Mr. Braun has been working with plant employees to clean up three operating engines, all of which are now in good condition, according to the engineer. But the mayor acknowledged that one of the engines has a cooling system that isn’t functioning correctly and it can’t be used until that problem is addressed.

The village has two more engines it obtained from government surplus that should satisfy engine needs for the foreseeable future, Mr. Braun told the Village Board at a meeting in early August.

The village has been unable to win NYPA approval for any rate hikes since 2007, but the mayor said he hopes when the current phase of work is complete, the agency might consider allowing an increase that would help provide revenue for the next phase of the upgrade. He estimated that the work would be completed by the fall of 2011.

Even if NYPA eventually approves an increase, ratepayers would still be paying more than 30 percent less for power than their neighbors pay to Long Island Power Authority for electricity, Mr. Braun said when he met with the Village Board in early August.

In a telephone interview Friday morning, Mr. Swiskey continued to insist that the figures Mr. Nyce and Ms. Kagel supplied were incorrect. “The mayor is a liar,” he said.

Mr. Swiskey charged that the village’s claim is untrue that, in an emergency, it could generate the amount of power mandated to avoid a Long Island Unused Capacity tax of up to $500,000.

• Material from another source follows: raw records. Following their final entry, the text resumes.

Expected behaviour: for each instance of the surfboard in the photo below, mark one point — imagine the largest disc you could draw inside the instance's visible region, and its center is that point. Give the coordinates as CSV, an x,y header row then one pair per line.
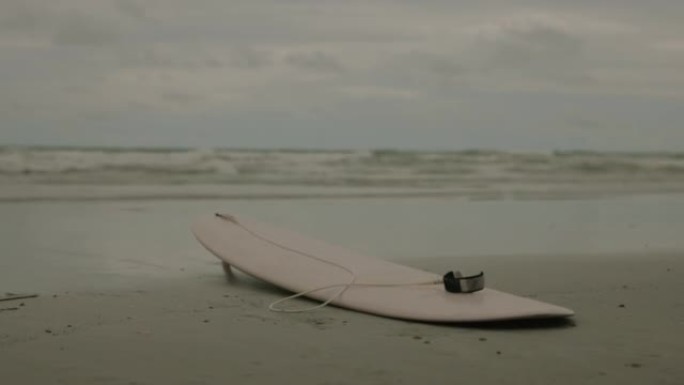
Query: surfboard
x,y
350,280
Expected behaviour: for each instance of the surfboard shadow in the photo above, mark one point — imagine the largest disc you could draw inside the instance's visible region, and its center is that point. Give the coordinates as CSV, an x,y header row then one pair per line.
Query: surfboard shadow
x,y
521,324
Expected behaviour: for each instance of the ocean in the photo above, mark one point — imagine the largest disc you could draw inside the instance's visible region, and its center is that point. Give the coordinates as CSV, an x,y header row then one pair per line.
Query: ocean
x,y
46,173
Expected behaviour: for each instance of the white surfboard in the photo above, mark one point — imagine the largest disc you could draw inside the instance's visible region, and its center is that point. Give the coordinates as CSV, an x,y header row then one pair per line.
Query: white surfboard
x,y
299,264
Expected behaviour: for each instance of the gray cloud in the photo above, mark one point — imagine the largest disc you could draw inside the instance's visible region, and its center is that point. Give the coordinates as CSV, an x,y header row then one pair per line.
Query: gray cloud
x,y
80,29
314,61
458,70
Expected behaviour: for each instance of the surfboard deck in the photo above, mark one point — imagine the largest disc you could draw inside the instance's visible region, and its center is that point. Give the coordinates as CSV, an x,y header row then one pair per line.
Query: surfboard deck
x,y
283,258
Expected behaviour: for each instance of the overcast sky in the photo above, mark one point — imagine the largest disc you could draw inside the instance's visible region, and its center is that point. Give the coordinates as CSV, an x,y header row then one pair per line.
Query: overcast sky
x,y
429,74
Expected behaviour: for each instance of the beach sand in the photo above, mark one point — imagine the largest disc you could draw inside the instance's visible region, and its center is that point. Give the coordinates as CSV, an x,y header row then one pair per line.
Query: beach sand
x,y
128,297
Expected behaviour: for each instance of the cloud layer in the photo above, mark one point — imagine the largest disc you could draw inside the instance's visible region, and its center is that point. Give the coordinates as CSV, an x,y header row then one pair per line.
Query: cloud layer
x,y
514,74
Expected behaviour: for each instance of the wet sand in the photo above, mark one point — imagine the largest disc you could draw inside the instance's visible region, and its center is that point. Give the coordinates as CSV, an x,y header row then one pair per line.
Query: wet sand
x,y
162,312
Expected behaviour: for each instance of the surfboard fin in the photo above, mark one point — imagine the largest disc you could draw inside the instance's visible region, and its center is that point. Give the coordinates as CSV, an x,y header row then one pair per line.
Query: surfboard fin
x,y
457,283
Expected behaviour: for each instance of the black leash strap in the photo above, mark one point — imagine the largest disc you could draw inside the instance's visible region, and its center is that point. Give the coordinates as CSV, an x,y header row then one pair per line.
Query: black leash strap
x,y
456,283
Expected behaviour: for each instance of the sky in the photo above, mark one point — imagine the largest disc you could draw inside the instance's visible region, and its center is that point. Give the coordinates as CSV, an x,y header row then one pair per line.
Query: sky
x,y
429,74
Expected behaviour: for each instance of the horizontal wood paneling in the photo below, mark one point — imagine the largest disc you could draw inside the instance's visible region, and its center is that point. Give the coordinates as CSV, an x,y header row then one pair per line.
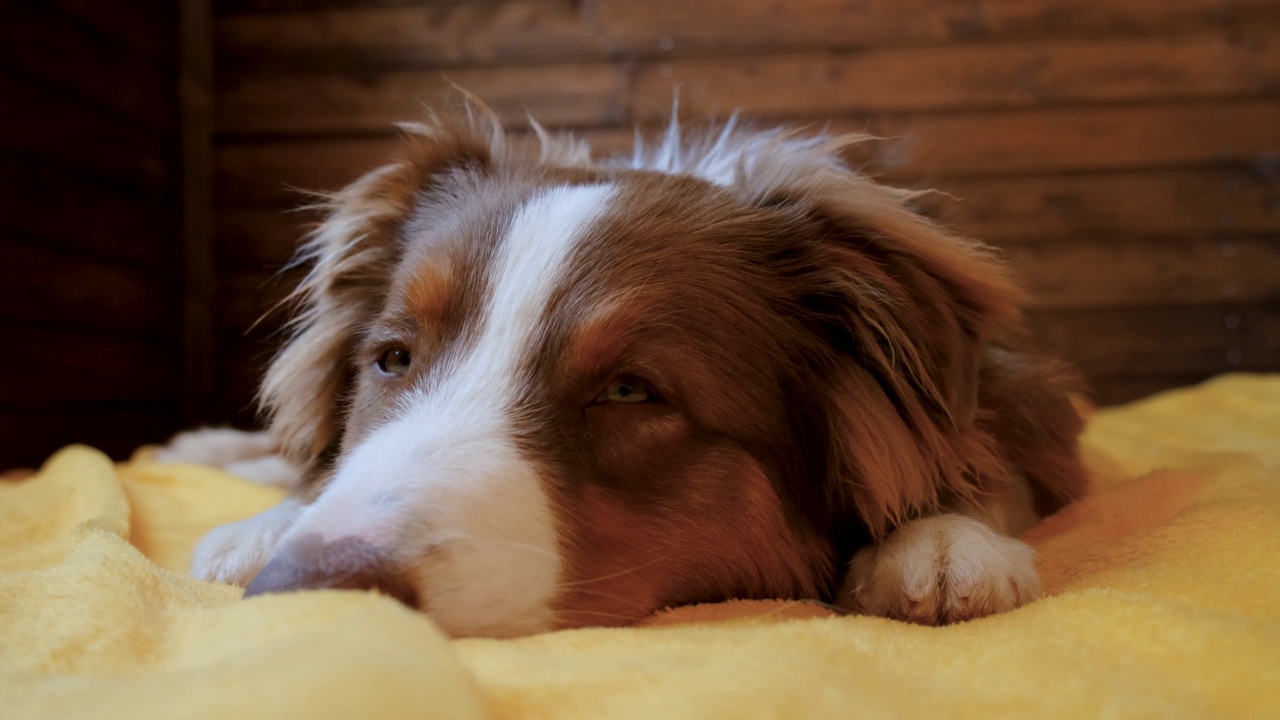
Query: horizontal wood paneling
x,y
374,36
64,212
37,286
923,149
758,26
45,367
1198,203
1164,341
560,95
1124,155
1031,73
41,45
28,437
45,126
1171,272
149,30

The village is supposed to conduct an annual test of its ability to generate that power and Mr. Swiskey said Mr. Braun has caused problems at the plant by pushing the engines beyond their ability to perform.

“I say they can’t do it,” Mr. Swiskey said about the village’s ability to generate the power.

Mr. Swiskey has been critical of Mr. Braun since the consultant was hired in 2008 and made suggestions about priorities for upgrading the light plant.

“Why are they continuing to employ this man?” Mr. Swiskey asked.

Mr. Braun didn’t respond to e-mailed questions about Mr. Swiskey’s comments.